Tu as blessé tes pieds fatigués
Sur le sable chaud et le granit rugueux.
Ton âme courageuse est terrassée de fatigue,
Épuisée par la soif et la chaleur
Mais ne pense pas à t’écarter du chemin pénible
Et chercher l’oubli dans le repos honteux.

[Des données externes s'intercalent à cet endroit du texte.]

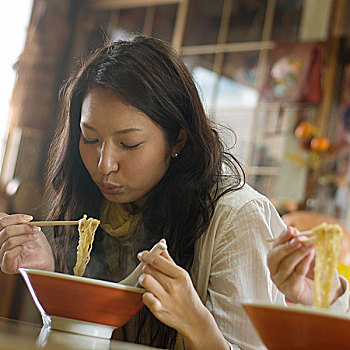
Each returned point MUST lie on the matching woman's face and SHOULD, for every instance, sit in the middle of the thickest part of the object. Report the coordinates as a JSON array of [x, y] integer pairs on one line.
[[124, 151]]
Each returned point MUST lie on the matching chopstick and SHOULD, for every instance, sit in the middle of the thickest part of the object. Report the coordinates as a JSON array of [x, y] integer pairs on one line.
[[304, 233], [51, 223]]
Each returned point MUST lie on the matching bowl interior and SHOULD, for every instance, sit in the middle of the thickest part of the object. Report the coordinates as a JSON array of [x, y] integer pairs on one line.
[[298, 327], [81, 298]]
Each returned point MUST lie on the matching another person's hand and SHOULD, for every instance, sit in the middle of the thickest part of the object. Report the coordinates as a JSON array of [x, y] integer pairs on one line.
[[172, 298], [23, 245], [291, 263]]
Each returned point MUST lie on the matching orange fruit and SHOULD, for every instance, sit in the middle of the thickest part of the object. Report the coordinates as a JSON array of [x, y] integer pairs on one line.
[[320, 144], [304, 130]]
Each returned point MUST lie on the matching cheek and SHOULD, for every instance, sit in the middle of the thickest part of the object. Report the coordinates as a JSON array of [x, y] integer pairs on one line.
[[87, 157]]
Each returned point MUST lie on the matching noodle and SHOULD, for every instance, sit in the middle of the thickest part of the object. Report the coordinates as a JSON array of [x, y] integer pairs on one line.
[[86, 228], [327, 248]]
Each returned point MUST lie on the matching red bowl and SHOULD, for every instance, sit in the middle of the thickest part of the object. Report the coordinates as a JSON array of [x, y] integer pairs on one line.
[[80, 300], [299, 327]]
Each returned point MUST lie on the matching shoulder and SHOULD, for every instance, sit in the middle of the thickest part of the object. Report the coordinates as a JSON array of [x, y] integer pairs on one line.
[[246, 209], [237, 200]]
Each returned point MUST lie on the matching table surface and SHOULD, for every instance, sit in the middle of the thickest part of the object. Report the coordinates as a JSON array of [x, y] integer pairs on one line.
[[17, 335]]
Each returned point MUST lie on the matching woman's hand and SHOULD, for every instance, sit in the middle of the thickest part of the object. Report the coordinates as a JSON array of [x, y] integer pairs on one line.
[[23, 245], [291, 262], [172, 298]]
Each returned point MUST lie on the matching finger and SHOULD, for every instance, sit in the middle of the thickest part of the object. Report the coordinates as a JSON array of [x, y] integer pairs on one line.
[[161, 263], [152, 285], [167, 256], [8, 264], [285, 236], [280, 252], [152, 302], [305, 265], [15, 241], [289, 265], [165, 281], [14, 219], [17, 230]]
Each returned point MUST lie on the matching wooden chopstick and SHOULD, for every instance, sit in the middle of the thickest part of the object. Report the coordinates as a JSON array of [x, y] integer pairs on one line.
[[304, 233], [51, 223]]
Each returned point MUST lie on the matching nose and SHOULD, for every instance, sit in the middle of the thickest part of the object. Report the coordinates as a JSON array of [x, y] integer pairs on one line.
[[108, 160]]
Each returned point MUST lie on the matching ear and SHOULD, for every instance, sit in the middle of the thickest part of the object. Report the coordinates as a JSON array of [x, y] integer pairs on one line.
[[180, 143]]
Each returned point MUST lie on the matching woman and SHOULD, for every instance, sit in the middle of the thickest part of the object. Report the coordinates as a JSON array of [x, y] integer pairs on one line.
[[135, 149], [291, 262]]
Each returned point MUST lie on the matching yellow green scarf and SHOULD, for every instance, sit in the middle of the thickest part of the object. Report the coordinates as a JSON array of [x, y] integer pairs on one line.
[[118, 219]]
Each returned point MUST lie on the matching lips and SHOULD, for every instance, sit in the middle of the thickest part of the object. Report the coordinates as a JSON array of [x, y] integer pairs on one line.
[[110, 189]]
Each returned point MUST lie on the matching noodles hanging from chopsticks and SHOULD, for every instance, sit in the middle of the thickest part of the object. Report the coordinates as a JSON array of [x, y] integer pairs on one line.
[[328, 240], [86, 229]]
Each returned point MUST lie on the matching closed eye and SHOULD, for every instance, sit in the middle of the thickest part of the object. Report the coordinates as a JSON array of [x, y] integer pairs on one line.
[[89, 142], [130, 147]]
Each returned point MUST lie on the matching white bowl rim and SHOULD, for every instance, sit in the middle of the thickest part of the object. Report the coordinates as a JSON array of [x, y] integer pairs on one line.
[[81, 279], [306, 309]]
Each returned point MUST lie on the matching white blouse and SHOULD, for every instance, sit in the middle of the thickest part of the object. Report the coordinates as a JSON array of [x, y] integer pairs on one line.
[[230, 263]]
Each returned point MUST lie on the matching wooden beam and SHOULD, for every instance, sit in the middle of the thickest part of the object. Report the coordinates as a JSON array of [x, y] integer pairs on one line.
[[118, 4]]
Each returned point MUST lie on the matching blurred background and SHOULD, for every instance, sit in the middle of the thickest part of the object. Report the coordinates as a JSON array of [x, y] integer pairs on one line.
[[276, 71]]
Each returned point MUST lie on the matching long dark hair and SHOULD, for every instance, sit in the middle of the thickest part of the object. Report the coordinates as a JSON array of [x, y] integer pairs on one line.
[[149, 75]]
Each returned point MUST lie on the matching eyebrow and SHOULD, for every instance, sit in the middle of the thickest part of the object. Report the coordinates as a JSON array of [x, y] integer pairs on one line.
[[123, 131]]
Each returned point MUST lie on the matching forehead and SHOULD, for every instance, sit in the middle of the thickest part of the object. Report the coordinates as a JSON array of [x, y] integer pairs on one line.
[[103, 110]]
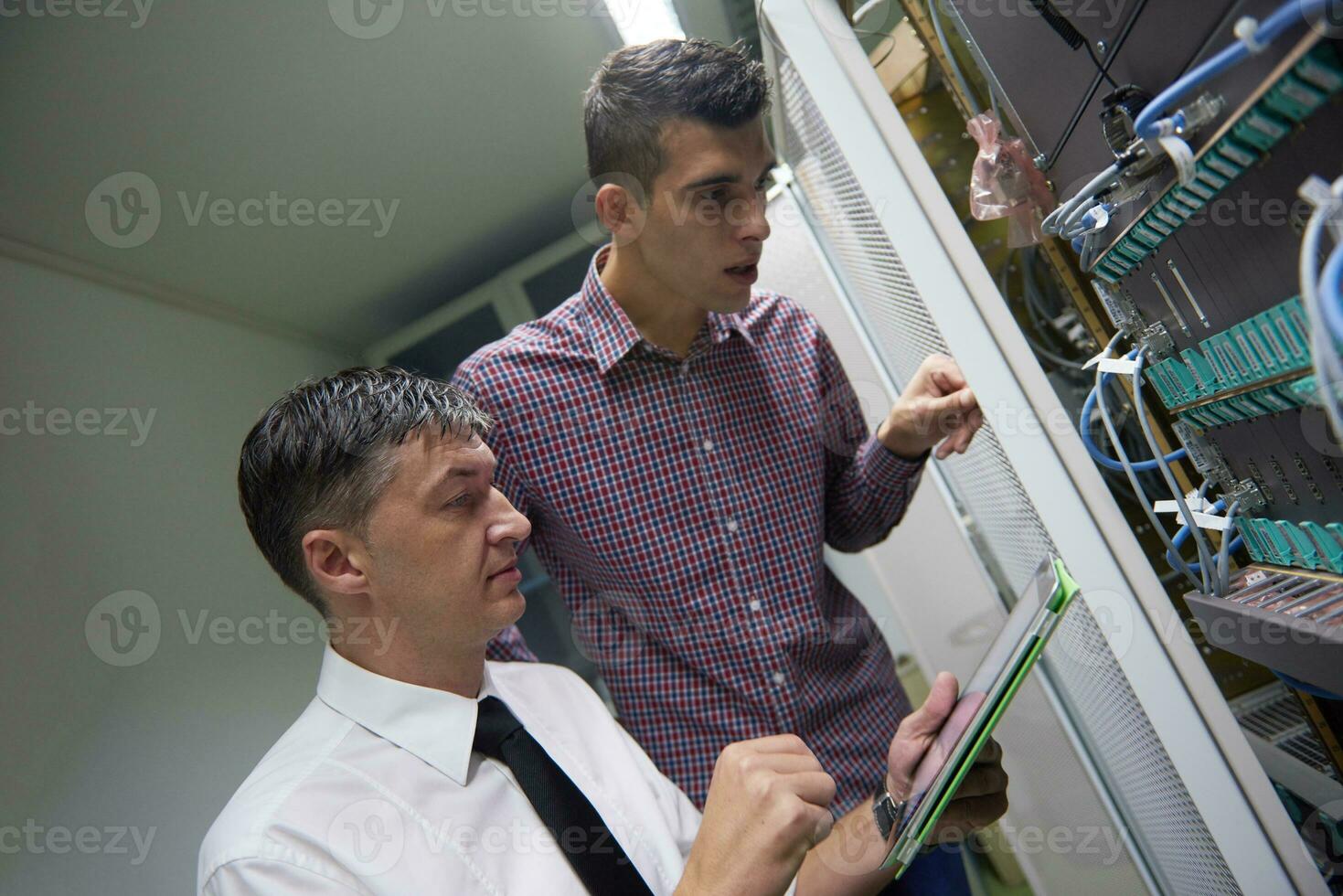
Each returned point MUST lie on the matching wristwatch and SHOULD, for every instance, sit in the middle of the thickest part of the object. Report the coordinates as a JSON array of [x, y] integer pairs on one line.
[[887, 810]]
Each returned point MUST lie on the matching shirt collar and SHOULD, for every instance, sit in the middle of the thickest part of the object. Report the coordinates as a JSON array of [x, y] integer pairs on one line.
[[432, 724], [612, 331]]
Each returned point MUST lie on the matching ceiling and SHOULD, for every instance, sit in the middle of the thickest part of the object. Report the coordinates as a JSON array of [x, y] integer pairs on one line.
[[252, 117]]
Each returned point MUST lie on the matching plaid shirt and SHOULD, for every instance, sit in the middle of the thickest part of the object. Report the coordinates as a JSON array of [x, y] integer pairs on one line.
[[681, 506]]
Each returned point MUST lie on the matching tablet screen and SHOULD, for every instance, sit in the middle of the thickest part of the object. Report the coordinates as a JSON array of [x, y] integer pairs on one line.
[[965, 712]]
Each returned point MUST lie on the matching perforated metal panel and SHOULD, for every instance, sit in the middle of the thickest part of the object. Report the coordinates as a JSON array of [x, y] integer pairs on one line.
[[1007, 529]]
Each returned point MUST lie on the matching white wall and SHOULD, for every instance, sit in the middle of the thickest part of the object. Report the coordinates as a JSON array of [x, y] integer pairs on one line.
[[162, 744]]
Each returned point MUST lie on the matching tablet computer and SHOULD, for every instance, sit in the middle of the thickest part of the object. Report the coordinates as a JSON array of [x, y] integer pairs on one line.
[[982, 701]]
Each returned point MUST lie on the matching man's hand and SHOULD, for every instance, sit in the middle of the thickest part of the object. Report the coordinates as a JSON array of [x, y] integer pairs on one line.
[[935, 407], [982, 797], [767, 806]]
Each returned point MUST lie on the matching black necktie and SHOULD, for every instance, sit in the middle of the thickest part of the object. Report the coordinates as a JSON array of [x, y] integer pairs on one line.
[[598, 859]]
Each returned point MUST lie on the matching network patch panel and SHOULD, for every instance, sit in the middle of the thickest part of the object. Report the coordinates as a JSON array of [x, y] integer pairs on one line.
[[1294, 98], [1260, 366], [1287, 621]]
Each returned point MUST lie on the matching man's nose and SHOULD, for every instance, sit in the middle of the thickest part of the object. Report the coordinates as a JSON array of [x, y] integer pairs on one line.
[[756, 225], [509, 524]]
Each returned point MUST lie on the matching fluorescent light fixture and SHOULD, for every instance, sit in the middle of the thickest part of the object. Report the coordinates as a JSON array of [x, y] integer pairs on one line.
[[644, 20]]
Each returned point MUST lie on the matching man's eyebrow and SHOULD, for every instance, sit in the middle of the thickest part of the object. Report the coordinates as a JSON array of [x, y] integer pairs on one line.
[[727, 177], [455, 473]]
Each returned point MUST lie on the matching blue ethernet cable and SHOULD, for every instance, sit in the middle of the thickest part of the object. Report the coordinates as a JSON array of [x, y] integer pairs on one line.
[[1150, 123]]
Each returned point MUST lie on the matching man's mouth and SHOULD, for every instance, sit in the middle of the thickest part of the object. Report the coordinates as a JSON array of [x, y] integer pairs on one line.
[[743, 272], [506, 570]]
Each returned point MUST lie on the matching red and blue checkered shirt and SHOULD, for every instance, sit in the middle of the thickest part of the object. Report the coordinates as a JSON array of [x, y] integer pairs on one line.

Pousse plus loin, voyageur, en avant ! en avant !
Le repos est ailleurs, il est là devant toi.
Laisse le bosquet t’appeler sous son ombre tranquille
S’inclinant sur la rivière calme,
Laisse le printemps en reine aimante et caressante y étendre son tapis vert,
Et sertir de branches un berceau d’émeraudes,
En avant ! toujours en avant ! sous l’ardeur des rayons
De ton chemin inconnu et ardent
Dédaignant la tentation passagère.

Le sommeil dans ce bosquet est redoutable, le repos y est profond
Il est si doux, si caressant
Que l’âme lassée de l’angoisse morbide
Une fois assoupie — s’endort.
Dans cette frondaison parfumée, habite une dryade ;
À peine poseras-tu la tête sur la mousse,
Que l’enchanteresse de la forêt
Dans la demi-obscurité, s’accolera à ton chevet,

Et tu entendras une voix : « Dors, repose-toi,
Fuyez fantômes troublants de la douleur !
Oublie-toi dans mon ombre parfumée
Dans le lit calme de la mer verte…
Ton chemin est long… Il est aride et triste
Oh ! pourquoi vouer ta jeune âme
À la lutte, à l’angoisse et aux tourments ?
Mon ami ! fie-toi au velours parfumé de la mousse
Ce bosquet est si frais, si tranquille,
Les moments d’oubli y sont si doux ! »

— Tu es fort, je le sais. Intrépide, tu as supporté
La lutte, l’angoisse et les tourments.
Mais plus forte que ces puissances déchaînées, mais apparentes
Est la tentation déguisée du mi-chemin.
En avant, voyageur ! Crois-moi
À peine auras-tu cédé
À un moment de béatitude, de rêve et de calme
Que tu abandonneras tout ce que tu as fait par amour
Pour le triste bonheur d’un repos honteux !

S. NADSON
Traduit du russe par Mlle Balabanoff.